見る見る11人の立派な王子たちに姿が変わり、十字架の薪はバラのつるに変わって美しい真紅のバラが香り花開きました。ただ、時間が足りなかったため、最後の1番下の兄だけが2本の腕が白鳥の翼のままでした。まあ、スローインはできないけどいいか、と兄は笑っていまっしたが。
こうしてエリサの馬車は城へと戻っていきました。祝福の鐘の音が自然に鳴り響きます。
誰にも明かさなかった最後のハチマキ。他のハチマキにはそれぞれの名前だけが縫い取りされていましたが、この1本だけは I LOVE YOU と入れられるところだったのを兄たちも誰も知りません。これさえ入れようとしなければ間に合ったのに、とどこかで仙女がため息をついていただけでした。
◆
「すみません、マッチ…」
大みそかの夜、歩道を歩きながら力なく声を上げる少女がいた。
ある程度の人通りはあったが、駅前からふらふらと進んできた道は、この時間だんだんとまばらになってきた。
「あの、マッチを」
さっきまで降っていた弱いみぞれは、次第に雪交じりになってきていた。風も出てきたようで、小さくせき込みながらの呼びかけは、ともすれば風にかき消されがちだった。
すれ違う通行人の中にはこちらに目を止める者も時折いたが、特に関心を向けることもなくめいめいに行き過ぎていく。

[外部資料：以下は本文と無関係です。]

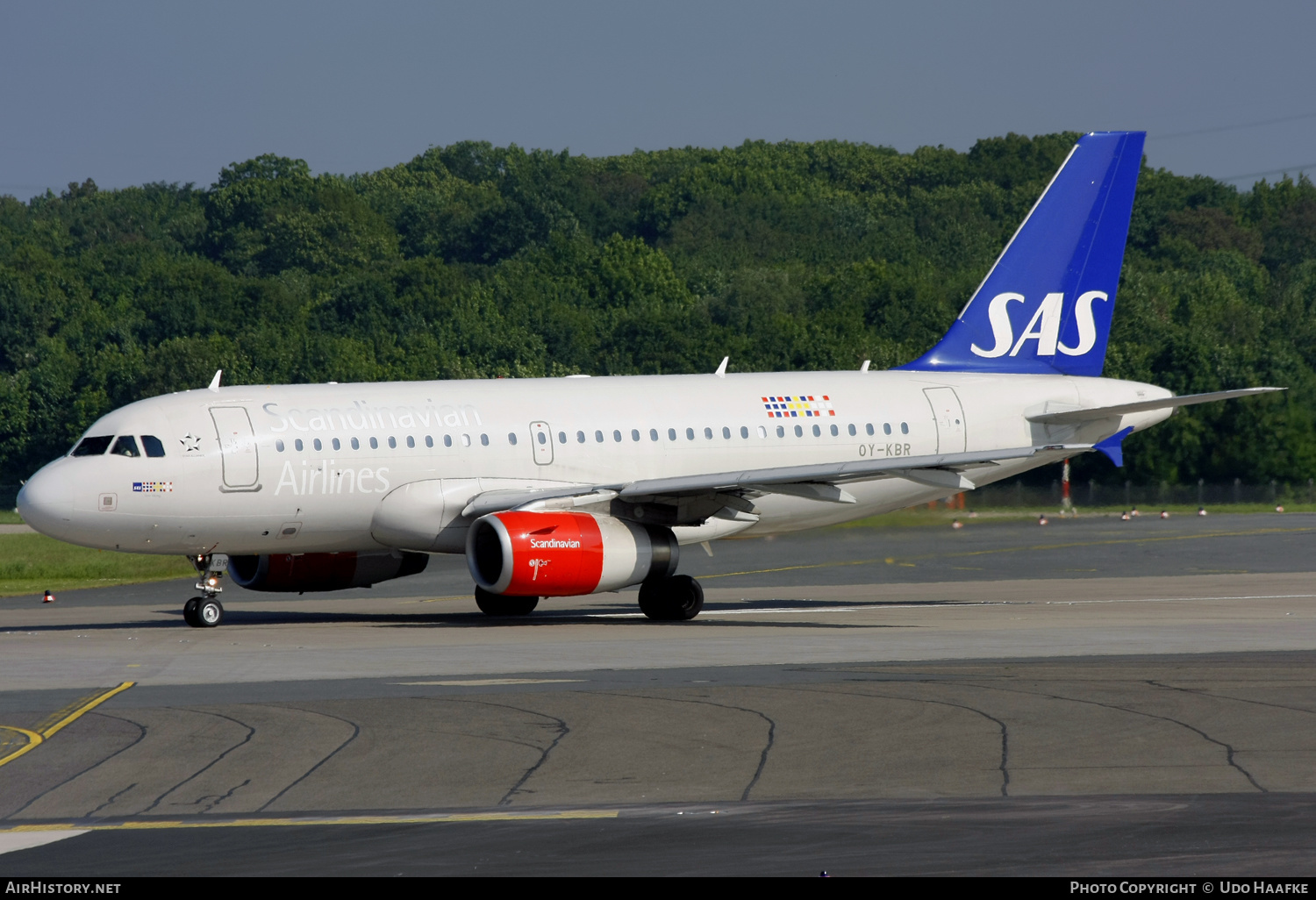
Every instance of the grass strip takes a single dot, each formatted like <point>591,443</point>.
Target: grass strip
<point>31,563</point>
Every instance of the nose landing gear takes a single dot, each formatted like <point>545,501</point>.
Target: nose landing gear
<point>205,611</point>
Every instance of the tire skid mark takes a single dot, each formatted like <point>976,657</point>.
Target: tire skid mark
<point>1000,724</point>
<point>355,732</point>
<point>112,797</point>
<point>141,733</point>
<point>1203,692</point>
<point>207,766</point>
<point>216,797</point>
<point>1229,750</point>
<point>768,746</point>
<point>544,752</point>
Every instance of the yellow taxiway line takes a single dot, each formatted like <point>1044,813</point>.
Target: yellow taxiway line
<point>152,824</point>
<point>36,739</point>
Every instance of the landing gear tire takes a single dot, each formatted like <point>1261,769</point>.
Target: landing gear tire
<point>497,604</point>
<point>674,599</point>
<point>210,613</point>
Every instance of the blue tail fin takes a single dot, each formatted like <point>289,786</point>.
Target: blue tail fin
<point>1045,307</point>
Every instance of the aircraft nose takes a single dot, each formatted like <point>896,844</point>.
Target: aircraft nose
<point>46,502</point>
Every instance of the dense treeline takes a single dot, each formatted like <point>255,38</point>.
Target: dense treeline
<point>473,261</point>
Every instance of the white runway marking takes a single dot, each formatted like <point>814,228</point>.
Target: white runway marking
<point>11,841</point>
<point>483,682</point>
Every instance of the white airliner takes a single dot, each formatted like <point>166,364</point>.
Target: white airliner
<point>562,487</point>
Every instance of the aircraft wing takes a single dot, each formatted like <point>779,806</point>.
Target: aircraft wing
<point>818,482</point>
<point>1145,405</point>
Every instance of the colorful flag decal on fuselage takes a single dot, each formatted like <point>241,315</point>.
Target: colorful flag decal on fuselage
<point>797,405</point>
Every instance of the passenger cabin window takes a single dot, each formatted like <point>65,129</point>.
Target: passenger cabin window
<point>92,446</point>
<point>125,446</point>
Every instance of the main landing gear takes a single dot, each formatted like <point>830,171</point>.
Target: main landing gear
<point>205,611</point>
<point>671,599</point>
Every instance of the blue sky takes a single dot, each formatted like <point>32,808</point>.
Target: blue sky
<point>133,92</point>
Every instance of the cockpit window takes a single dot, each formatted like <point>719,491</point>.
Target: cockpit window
<point>125,446</point>
<point>92,446</point>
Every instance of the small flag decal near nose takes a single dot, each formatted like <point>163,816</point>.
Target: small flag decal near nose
<point>800,405</point>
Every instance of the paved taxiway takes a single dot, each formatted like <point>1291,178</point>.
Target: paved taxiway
<point>871,697</point>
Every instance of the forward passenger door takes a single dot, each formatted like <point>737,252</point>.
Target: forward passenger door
<point>541,439</point>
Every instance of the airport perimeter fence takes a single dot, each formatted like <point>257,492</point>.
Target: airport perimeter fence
<point>1090,494</point>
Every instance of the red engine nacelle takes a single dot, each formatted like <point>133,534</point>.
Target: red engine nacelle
<point>561,554</point>
<point>323,571</point>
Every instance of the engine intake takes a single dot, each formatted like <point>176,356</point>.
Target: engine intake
<point>323,571</point>
<point>562,554</point>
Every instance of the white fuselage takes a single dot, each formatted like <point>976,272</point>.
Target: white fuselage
<point>312,468</point>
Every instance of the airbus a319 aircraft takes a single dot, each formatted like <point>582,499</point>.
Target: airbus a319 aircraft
<point>563,487</point>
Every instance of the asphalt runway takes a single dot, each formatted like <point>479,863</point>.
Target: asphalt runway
<point>862,700</point>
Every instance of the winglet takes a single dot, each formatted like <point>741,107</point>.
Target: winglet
<point>1111,445</point>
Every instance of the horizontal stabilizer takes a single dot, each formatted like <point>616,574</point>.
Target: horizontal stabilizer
<point>1074,416</point>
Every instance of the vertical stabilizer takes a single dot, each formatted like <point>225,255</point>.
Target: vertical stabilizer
<point>1045,305</point>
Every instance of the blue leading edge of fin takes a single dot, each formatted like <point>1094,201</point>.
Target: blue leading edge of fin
<point>1045,305</point>
<point>1113,445</point>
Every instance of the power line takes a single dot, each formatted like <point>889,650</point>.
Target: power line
<point>1273,171</point>
<point>1231,128</point>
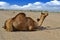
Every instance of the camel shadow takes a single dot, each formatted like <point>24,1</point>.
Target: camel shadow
<point>40,29</point>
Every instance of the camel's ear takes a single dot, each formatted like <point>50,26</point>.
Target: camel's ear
<point>38,19</point>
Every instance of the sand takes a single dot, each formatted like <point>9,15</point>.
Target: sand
<point>52,22</point>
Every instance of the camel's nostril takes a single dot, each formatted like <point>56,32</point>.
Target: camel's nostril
<point>38,19</point>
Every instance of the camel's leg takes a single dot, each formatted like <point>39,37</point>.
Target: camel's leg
<point>9,25</point>
<point>42,17</point>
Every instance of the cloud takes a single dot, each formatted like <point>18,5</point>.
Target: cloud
<point>50,6</point>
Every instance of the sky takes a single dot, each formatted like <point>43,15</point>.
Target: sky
<point>49,5</point>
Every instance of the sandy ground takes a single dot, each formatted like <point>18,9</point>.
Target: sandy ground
<point>52,22</point>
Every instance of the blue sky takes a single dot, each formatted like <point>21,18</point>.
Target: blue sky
<point>49,5</point>
<point>24,2</point>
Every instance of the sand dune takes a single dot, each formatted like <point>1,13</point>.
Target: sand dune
<point>52,22</point>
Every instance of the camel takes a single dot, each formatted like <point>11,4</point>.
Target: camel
<point>21,22</point>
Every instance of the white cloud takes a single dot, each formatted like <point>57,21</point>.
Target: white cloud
<point>50,6</point>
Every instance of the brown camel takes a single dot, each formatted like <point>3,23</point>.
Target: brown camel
<point>21,22</point>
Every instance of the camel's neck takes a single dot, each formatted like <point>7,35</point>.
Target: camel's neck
<point>42,17</point>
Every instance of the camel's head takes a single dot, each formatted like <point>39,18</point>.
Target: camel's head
<point>44,14</point>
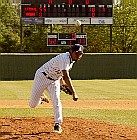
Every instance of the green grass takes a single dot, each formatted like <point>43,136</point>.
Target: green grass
<point>126,117</point>
<point>86,89</point>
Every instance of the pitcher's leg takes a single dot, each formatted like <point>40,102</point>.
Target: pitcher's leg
<point>37,90</point>
<point>54,91</point>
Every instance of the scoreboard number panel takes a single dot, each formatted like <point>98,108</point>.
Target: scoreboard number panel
<point>66,39</point>
<point>52,11</point>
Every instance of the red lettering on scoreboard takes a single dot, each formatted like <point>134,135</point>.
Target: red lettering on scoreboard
<point>30,14</point>
<point>30,9</point>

何度も手をこすり合わせるが指先の感覚は薄れていくばかり。吹きかける息も効果はない。
右手に握っていたスマホアプリの地図が、指の震えでぱっと静止画に切り替わった。暖かそうな薪ストーブ。思わずその火に手を伸ばしそうになったが、無情に画像は消える。
「マッチをどうか…」
声をかける相手ももうこのあたりではわずかだ。
「せめて、マッチはどこなのか、それだけでも」
はて、何を言っているのか、口の中で声は小さく消えかける。
「お嬢ちゃん」
「え?」
女性の声がした。
「もう誰もいないわよ、こんなとこで呼んでも」
あわてて見回すと公園の低い植え込みの前に高級そうな乗用車が停まっていて、窓から若い女性がふらふらと手招きしていた。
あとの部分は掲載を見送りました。